Implementation:Huggingface Diffusers ControlNet Pipeline Call

Property	Value
Implementation Name	StableDiffusionControlNetPipeline.__call__
Type	API Doc
Workflow	ControlNet_Guided_Generation
Related Principle	Huggingface_Diffusers_Conditioning_Scale_Control
Source File	`src/diffusers/pipelines/controlnet/pipeline_controlnet.py`
Lines	L909-L1336
Status	Active
Implements	Principle:Huggingface_Diffusers_Conditioning_Scale_Control

API Signature

@torch.no_grad()
def __call__(
    self,
    prompt: str | list[str] = None,
    image: PipelineImageInput = None,
    height: int | None = None,
    width: int | None = None,
    num_inference_steps: int = 50,
    timesteps: list[int] = None,
    sigmas: list[float] = None,
    guidance_scale: float = 7.5,
    negative_prompt: str | list[str] | None = None,
    num_images_per_prompt: int | None = 1,
    eta: float = 0.0,
    generator: torch.Generator | list[torch.Generator] | None = None,
    latents: torch.Tensor | None = None,
    prompt_embeds: torch.Tensor | None = None,
    negative_prompt_embeds: torch.Tensor | None = None,
    ip_adapter_image: PipelineImageInput | None = None,
    ip_adapter_image_embeds: list[torch.Tensor] | None = None,
    output_type: str | None = "pil",
    return_dict: bool = True,
    cross_attention_kwargs: dict[str, Any] | None = None,
    controlnet_conditioning_scale: float | list[float] = 1.0,
    guess_mode: bool = False,
    control_guidance_start: float | list[float] = 0.0,
    control_guidance_end: float | list[float] = 1.0,
    clip_skip: int | None = None,
    callback_on_step_end: Callable | PipelineCallback | MultiPipelineCallbacks | None = None,
    callback_on_step_end_tensor_inputs: list[str] = ["latents"],
    **kwargs,
) -> StableDiffusionPipelineOutput | tuple:

Class: StableDiffusionControlNetPipeline

Import:

from diffusers import StableDiffusionControlNetPipeline, ControlNetModel

Key Parameters

Parameter	Type	Default	Description
`prompt`	list[str]	`None`	Text prompt(s) guiding generation.

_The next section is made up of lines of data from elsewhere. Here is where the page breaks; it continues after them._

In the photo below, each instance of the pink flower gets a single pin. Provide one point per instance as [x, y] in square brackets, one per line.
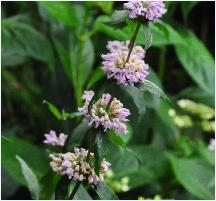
[52, 139]
[78, 166]
[116, 65]
[108, 113]
[150, 10]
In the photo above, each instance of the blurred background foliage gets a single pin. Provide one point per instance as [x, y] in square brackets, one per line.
[52, 51]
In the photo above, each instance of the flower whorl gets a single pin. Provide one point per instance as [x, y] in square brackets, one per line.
[52, 139]
[150, 10]
[106, 112]
[78, 165]
[116, 65]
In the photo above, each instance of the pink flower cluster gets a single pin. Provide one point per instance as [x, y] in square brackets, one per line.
[106, 112]
[150, 10]
[116, 65]
[78, 165]
[52, 139]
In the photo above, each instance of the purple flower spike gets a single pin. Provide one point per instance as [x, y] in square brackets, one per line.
[116, 65]
[52, 139]
[150, 10]
[110, 115]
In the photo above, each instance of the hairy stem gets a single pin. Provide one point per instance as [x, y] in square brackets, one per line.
[162, 63]
[132, 41]
[76, 187]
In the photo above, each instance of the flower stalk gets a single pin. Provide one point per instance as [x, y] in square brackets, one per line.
[132, 41]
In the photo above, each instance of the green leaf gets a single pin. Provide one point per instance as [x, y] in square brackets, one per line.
[198, 95]
[22, 40]
[77, 135]
[62, 188]
[116, 139]
[149, 170]
[48, 185]
[53, 109]
[194, 175]
[77, 57]
[105, 6]
[138, 99]
[30, 177]
[61, 11]
[186, 8]
[33, 155]
[81, 194]
[199, 67]
[96, 76]
[105, 193]
[154, 89]
[61, 115]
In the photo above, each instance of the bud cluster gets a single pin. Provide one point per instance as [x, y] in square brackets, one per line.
[52, 139]
[78, 165]
[149, 10]
[106, 112]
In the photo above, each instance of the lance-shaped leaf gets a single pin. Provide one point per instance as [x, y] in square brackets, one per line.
[105, 193]
[99, 152]
[154, 89]
[61, 115]
[30, 177]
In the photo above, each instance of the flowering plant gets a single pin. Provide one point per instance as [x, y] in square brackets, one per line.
[108, 67]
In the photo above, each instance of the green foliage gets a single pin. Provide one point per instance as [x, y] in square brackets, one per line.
[61, 115]
[52, 50]
[61, 11]
[152, 88]
[30, 177]
[105, 193]
[200, 68]
[31, 154]
[22, 41]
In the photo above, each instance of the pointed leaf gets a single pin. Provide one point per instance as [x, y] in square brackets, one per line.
[105, 193]
[154, 89]
[30, 177]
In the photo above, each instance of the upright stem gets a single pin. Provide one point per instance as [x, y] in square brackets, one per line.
[162, 63]
[76, 187]
[132, 41]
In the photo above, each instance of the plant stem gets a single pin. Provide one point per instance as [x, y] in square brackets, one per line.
[162, 63]
[132, 41]
[76, 187]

Required unless `prompt_embeds` is provided.
`image`	`PipelineImageInput`	`None`	ControlNet conditioning image(s). For MultiControlNet, pass a list of images.
`height`	None	Auto	Output image height. Defaults to `unet.config.sample_size * vae_scale_factor`.
`width`	None	Auto	Output image width. Defaults to `unet.config.sample_size * vae_scale_factor`.
`num_inference_steps`	`int`	`50`	Number of denoising steps.
`guidance_scale`	`float`	`7.5`	Classifier-free guidance scale. Higher values increase text adherence.
`controlnet_conditioning_scale`	list[float]	`1.0`	ControlNet output multiplier. Controls spatial conditioning strength. List for MultiControlNet.
`guess_mode`	`bool`	`False`	ControlNet recognizes content without text prompts. Recommended `guidance_scale` 3.0-5.0.
`control_guidance_start`	list[float]	`0.0`	Fraction of steps at which ControlNet starts. List for MultiControlNet.
`control_guidance_end`	list[float]	`1.0`	Fraction of steps at which ControlNet stops. List for MultiControlNet.
`negative_prompt`	list[str] \| None	`None`	Negative prompt for classifier-free guidance.
`num_images_per_prompt`	`int`	`1`	Number of images per prompt.
`clip_skip`	None	`None`	Number of CLIP layers to skip for prompt encoding.

Return Value

Type	Description
`StableDiffusionPipelineOutput`	Contains `.images` (list of PIL Images or numpy arrays) and `.nsfw_content_detected`.
`tuple`	When `return_dict=False`, returns `(images, nsfw_content_detected)`.

Execution Flow

The __call__ method executes the following stages:

1. Input Validation and Setup

# Align control guidance formats for single/multi ControlNet
if not isinstance(control_guidance_start, list) and isinstance(control_guidance_end, list):
    control_guidance_start = len(control_guidance_end) * [control_guidance_start]
# ... similar alignment for other combinations

# Validate all inputs
self.check_inputs(prompt, image, ..., controlnet_conditioning_scale,
                  control_guidance_start, control_guidance_end, ...)

2. Prompt Encoding

Text prompts are encoded via CLIP and optionally concatenated with negative prompt embeddings for CFG.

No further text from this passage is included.